Portrait of My Father as a Cartoon Robber
by Ross White
Stubble grays out his thick chin.
On skinny, windmill legs, sticks too thin
to support the hefty gut he covers with vertical stripes,
he tornados through the living room, the kitchen.
He makes a sandwich too wide for his mouth.
Away from the thick burlap sacks, dollar signs
painted on the sides, my father bumbles and tilts.
His pistols with impossible barrels stay holstered.
If he does fire—in brief, inconsequential argument
with my stepmother, or upon discovering
I’ve eaten all the salami—no mortar, no dust falls.
He leaves the black mask in the ceramic dish
near the front door, with his keys and whatever coins
he’s picked up during the day.
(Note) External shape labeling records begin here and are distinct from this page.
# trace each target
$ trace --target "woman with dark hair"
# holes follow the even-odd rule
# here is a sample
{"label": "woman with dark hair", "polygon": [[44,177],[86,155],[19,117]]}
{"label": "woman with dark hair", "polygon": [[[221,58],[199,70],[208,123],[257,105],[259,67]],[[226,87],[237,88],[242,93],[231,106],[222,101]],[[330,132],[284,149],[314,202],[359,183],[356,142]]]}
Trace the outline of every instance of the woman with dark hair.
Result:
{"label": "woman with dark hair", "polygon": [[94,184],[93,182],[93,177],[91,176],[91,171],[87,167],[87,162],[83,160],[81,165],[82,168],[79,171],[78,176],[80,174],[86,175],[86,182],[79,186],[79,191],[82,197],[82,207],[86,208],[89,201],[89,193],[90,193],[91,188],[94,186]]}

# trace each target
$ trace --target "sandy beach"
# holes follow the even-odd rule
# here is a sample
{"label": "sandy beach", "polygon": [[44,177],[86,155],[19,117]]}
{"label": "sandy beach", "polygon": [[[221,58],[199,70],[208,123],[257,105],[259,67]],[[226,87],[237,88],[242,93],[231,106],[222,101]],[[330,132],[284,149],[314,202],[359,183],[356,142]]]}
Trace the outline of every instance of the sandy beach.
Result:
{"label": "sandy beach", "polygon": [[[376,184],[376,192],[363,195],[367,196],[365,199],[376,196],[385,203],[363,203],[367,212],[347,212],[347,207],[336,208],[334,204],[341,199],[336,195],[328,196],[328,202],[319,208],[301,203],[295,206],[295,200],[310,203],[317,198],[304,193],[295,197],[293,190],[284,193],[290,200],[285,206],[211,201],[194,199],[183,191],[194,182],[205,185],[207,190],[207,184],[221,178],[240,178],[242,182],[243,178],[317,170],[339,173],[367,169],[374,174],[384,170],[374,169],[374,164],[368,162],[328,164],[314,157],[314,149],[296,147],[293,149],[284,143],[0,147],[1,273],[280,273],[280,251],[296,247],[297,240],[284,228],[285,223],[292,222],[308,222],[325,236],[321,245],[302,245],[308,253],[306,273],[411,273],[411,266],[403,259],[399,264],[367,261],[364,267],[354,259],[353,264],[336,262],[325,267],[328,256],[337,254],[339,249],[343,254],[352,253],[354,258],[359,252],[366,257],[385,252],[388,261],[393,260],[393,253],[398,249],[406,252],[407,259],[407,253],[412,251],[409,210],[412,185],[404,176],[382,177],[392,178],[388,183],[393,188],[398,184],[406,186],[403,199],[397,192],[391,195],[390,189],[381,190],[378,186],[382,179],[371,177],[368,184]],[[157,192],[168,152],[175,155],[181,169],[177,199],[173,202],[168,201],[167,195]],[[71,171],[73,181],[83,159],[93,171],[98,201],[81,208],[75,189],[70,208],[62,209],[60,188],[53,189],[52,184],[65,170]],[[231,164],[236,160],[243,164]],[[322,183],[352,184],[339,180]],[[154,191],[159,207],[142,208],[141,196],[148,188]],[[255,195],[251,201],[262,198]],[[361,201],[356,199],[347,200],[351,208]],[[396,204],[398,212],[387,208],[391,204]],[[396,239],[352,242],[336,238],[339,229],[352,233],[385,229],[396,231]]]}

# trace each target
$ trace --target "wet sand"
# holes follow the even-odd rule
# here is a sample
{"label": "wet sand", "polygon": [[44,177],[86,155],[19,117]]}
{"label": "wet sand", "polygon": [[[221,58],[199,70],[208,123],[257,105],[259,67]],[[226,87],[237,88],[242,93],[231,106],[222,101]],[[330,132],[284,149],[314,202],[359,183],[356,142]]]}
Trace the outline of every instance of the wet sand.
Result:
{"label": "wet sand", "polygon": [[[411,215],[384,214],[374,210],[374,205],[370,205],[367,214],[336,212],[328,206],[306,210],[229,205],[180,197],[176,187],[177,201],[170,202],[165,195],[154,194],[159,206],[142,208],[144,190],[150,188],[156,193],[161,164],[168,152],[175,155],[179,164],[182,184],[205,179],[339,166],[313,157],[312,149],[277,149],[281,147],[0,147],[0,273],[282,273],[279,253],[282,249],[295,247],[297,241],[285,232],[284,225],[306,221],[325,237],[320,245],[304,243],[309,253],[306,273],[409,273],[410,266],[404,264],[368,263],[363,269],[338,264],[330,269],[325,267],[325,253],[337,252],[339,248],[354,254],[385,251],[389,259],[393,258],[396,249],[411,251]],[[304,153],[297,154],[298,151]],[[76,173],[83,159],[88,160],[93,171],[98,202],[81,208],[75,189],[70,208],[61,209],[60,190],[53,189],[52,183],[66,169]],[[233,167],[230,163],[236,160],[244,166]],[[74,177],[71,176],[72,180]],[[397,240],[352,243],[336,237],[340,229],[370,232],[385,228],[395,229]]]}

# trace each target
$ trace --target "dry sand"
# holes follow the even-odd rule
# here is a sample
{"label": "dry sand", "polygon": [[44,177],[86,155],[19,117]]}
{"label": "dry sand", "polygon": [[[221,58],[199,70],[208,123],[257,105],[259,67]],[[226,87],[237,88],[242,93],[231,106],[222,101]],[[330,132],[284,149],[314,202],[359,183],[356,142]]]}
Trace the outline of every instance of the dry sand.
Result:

He doesn’t work,
so God knows where he gets them. Wishing wells,
shaken vending machines, the neighbor’s sofa cushions.
Still, I’ve come to enjoy him in the moments
before the thick-whiskered sheriff shows up,
brandishing a five-pointed badge and exaggerated stutter,
before justice gives chase and they leap over the sofas,
crash through windows, wind through paved streets
with dust clouds behind them. He’ll be gone
so much in the coming years, amassing those sacks,
and all for naught—some cartoon hedge fund manager
with a bulbous nose and giant wolf-teeth
will have stamped the dollar sign on satchels of coal,
saddlebags full of baubles and costume jewelry.